Au premier hémistiche, les deux hautbois font entendre une cruelle dissonance de septième majeure, cri féminin où se décèlent la terreur et ses plus vives angoisses. Mais au vers suivant :

«Contre un ennemi trop aimable.»

comme ces deux mêmes voix, s’unissant en tierces, gémissent tendrement ! quels regrets dans ce peu de notes ! et comme on sent que l’amour ainsi regretté sera le plus fort ! En effet, à peine la haine, accourue avec son affreux cortège, a-t-elle commencé son œuvre, qu’Armide l’interrompt et refuse son secours. De là le chœur :

«Suis l’amour, puisque tu le veux, Infortunée Armide, Suis l’amour qui te guide Dans un abîme affreux !»

Dans le poëme de Quinault, l’acte finissait là : Armide sortait avec le chœur sans rien dire.

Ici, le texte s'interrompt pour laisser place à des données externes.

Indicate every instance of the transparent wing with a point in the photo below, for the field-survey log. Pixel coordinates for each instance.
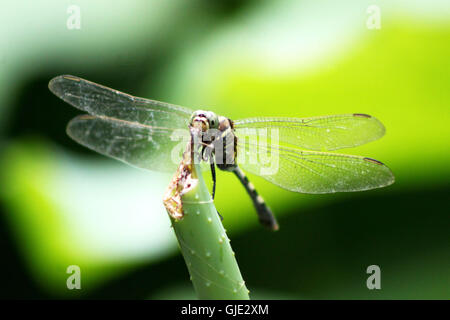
(324, 133)
(313, 172)
(99, 100)
(148, 147)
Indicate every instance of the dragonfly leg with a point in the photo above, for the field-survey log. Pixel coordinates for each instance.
(213, 174)
(265, 215)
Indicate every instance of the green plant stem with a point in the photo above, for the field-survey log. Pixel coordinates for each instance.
(206, 248)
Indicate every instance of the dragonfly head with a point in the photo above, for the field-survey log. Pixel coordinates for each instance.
(204, 120)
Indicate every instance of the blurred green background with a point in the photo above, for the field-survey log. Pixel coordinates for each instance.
(61, 204)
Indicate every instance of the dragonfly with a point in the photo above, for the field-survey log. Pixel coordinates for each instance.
(140, 132)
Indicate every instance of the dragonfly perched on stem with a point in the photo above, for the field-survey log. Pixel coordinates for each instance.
(292, 153)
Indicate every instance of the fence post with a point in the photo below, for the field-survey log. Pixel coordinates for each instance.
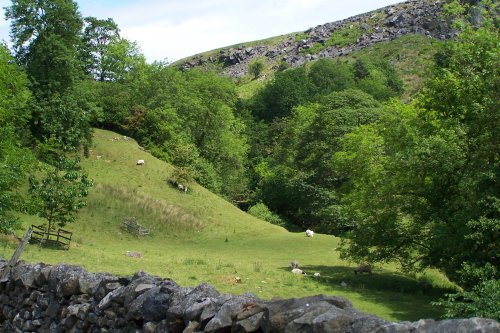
(16, 255)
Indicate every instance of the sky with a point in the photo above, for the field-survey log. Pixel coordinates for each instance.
(174, 29)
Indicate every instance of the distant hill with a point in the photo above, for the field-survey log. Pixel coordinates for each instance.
(417, 18)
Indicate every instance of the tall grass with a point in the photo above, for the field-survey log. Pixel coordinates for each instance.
(158, 214)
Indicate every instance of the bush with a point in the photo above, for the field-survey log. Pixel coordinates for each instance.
(261, 211)
(482, 301)
(256, 68)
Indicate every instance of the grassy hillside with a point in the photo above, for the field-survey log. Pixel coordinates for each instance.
(198, 237)
(411, 55)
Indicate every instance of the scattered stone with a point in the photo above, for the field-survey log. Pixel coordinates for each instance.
(63, 298)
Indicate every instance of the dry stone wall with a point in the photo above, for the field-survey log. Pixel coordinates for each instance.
(64, 298)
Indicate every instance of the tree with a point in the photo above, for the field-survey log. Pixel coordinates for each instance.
(14, 159)
(288, 89)
(60, 192)
(328, 75)
(122, 60)
(423, 183)
(300, 182)
(98, 35)
(46, 38)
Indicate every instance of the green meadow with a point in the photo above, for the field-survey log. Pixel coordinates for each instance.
(199, 237)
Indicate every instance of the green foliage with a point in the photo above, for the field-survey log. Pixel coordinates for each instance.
(121, 61)
(14, 159)
(261, 211)
(328, 76)
(256, 67)
(300, 181)
(481, 301)
(59, 192)
(423, 180)
(98, 36)
(46, 37)
(289, 88)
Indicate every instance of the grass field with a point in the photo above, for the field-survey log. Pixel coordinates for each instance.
(198, 237)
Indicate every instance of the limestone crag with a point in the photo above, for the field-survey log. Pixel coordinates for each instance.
(64, 298)
(411, 17)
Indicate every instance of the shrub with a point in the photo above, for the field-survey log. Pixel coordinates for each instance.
(256, 68)
(261, 211)
(482, 301)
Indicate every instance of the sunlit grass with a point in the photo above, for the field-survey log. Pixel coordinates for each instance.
(197, 237)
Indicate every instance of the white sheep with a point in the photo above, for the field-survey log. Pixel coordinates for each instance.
(365, 268)
(297, 271)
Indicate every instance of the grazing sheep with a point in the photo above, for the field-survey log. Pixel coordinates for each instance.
(365, 268)
(298, 271)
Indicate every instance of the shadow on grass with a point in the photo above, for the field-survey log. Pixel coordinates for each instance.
(407, 298)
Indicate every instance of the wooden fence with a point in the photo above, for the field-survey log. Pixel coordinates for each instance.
(15, 257)
(131, 225)
(61, 238)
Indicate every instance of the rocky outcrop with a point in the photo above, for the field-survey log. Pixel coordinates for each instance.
(410, 17)
(64, 298)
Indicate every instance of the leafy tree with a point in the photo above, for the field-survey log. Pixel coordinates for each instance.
(261, 211)
(14, 159)
(481, 301)
(122, 61)
(301, 182)
(423, 183)
(288, 89)
(59, 192)
(46, 38)
(98, 35)
(328, 75)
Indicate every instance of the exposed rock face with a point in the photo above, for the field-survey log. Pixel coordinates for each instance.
(63, 298)
(411, 17)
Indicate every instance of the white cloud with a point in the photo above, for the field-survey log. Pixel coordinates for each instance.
(175, 29)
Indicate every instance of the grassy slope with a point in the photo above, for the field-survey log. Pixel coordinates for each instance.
(198, 237)
(411, 56)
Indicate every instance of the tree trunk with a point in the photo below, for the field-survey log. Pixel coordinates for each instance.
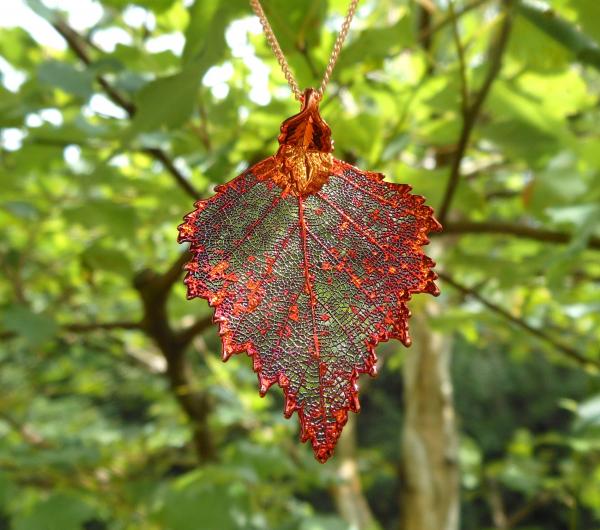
(430, 492)
(347, 493)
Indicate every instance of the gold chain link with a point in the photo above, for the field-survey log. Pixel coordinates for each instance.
(285, 67)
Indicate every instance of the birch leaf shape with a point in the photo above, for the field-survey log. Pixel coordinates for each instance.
(309, 263)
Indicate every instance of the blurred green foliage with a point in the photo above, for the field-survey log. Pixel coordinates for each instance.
(91, 435)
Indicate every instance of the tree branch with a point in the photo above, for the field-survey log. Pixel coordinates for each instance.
(78, 45)
(521, 231)
(426, 32)
(494, 59)
(564, 349)
(154, 290)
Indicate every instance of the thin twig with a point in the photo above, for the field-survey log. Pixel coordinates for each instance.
(494, 59)
(79, 46)
(448, 19)
(566, 350)
(522, 231)
(462, 64)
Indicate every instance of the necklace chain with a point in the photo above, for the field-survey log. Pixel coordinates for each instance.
(285, 67)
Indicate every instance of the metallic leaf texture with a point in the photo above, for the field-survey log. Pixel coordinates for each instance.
(308, 273)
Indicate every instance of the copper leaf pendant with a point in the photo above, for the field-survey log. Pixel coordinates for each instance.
(309, 263)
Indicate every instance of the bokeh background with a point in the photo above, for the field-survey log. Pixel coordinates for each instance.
(116, 411)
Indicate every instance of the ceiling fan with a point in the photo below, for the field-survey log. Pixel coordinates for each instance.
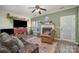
(38, 9)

Ce dénoûement paraissant vulgaire et peu naturel à Gluck, il voulut que la magicienne demeurée seule un instant, sortît ensuite en rêvant à ce qu’elle vient d’entendre, et un jour, après une répétition, il improvisa, paroles et musique, à l’Opéra, cette scène dont voici les vers :

«Ô ciel ! quelle horrible menace ! Je frémis ! tout mon sang se glace !

Amour, puissant amour, viens calmer mon effroi, Et prends pitié d’un cœur qui s’abandonne à toi !»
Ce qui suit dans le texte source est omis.